The Cuisines of Mexico was a breakthrough cookbook, one that could have been written only by a non-Mexican. It unified Mexican cooking by transcending the nation's class divisions and treating the food of the poor with the same respect as the food of the upper classes.
Thanks in large part to the influence of Kennedy's friends at The New York Times, particularly the late food editor Craig Claiborne, The Cuisines of Mexico became the definitive book on Mexican cooking. Its sermons on the inferiority of this country's Mexican food were accepted as gospel by food-savvy Americans who soon started using the derogatory term Tex-Mex to describe it.
To some extent, the Tex-Mex coinage was unfairly arbitrary. Italian-American cooking of that era wasn't authentic, and Chinese-American cooking wasn't either. But nobody coined any new names for these cuisines. The effect that her prejudices were having on Mexican-Americans never occurred to Diana Kennedy. She had never lived in the United States, and didn't know anything about the League of United Latin American Citizens, La Raza Unida or the problems of Mexican-Americans. Fair or not, Kennedy's criticisms triggered a culinary paradigm shift.

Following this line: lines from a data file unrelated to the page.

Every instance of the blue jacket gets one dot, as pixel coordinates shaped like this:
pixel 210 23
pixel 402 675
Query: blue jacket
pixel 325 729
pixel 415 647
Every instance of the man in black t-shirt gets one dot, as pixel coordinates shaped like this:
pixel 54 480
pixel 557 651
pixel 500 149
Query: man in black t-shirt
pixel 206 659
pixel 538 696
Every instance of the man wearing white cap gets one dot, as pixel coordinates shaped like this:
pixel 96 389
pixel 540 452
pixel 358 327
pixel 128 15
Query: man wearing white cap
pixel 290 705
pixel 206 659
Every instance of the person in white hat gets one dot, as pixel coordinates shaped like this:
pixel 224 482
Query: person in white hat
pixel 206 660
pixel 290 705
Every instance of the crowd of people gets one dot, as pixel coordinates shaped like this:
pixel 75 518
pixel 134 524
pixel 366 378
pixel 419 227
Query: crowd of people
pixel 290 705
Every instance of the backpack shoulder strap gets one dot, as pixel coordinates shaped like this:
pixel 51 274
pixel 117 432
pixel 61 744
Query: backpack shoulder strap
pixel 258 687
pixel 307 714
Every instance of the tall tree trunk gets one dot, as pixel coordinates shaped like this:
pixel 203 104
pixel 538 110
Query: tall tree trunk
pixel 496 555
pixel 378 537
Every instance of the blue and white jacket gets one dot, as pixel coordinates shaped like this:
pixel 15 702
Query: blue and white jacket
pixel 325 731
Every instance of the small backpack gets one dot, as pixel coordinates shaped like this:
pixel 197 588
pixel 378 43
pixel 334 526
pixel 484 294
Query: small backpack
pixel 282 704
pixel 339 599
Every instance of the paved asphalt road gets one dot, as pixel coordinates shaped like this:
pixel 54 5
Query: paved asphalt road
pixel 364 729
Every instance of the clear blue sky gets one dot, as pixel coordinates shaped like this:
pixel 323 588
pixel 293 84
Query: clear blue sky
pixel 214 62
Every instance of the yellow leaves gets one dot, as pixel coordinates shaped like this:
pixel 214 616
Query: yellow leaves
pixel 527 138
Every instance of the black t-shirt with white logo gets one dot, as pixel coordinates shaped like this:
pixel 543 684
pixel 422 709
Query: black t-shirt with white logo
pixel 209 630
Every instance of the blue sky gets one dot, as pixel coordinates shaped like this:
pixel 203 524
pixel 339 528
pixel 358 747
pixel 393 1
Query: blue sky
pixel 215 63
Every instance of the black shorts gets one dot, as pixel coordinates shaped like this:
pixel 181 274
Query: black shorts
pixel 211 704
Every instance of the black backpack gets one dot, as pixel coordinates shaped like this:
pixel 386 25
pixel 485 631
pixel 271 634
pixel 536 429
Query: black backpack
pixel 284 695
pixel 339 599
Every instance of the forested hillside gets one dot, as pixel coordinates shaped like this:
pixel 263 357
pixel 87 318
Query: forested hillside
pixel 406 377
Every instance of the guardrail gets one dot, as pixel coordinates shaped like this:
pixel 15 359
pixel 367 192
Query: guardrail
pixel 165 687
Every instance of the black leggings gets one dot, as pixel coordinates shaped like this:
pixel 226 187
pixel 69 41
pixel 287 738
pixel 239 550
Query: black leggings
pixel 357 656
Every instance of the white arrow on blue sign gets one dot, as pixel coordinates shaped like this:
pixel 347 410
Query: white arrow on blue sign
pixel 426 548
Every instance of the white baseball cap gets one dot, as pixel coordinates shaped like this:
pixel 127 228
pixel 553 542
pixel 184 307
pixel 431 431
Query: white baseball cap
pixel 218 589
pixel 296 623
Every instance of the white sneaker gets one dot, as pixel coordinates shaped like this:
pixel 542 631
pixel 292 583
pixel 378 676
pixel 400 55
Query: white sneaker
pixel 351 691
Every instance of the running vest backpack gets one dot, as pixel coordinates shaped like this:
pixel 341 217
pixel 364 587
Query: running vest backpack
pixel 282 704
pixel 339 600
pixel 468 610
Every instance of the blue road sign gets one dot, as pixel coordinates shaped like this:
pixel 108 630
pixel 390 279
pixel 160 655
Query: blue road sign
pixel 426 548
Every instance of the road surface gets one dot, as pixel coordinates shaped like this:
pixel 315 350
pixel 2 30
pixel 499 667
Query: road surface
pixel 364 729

The theory of paradigm shifts was first set forth in Thomas S. Kuhn's book The Structure of Scientific Revolutions. Kuhn says that revolutionary changes in our point of view are not gradual, but occur in sudden, dramatic shifts. When a new theory (like the idea that the earth is a globe) comes along that better explains the existing data, the old paradigm (the earth is flat) is suddenly abandoned. In 1973 Diana Kennedy turned old-fashioned Tex-Mex into the flat-earth theory.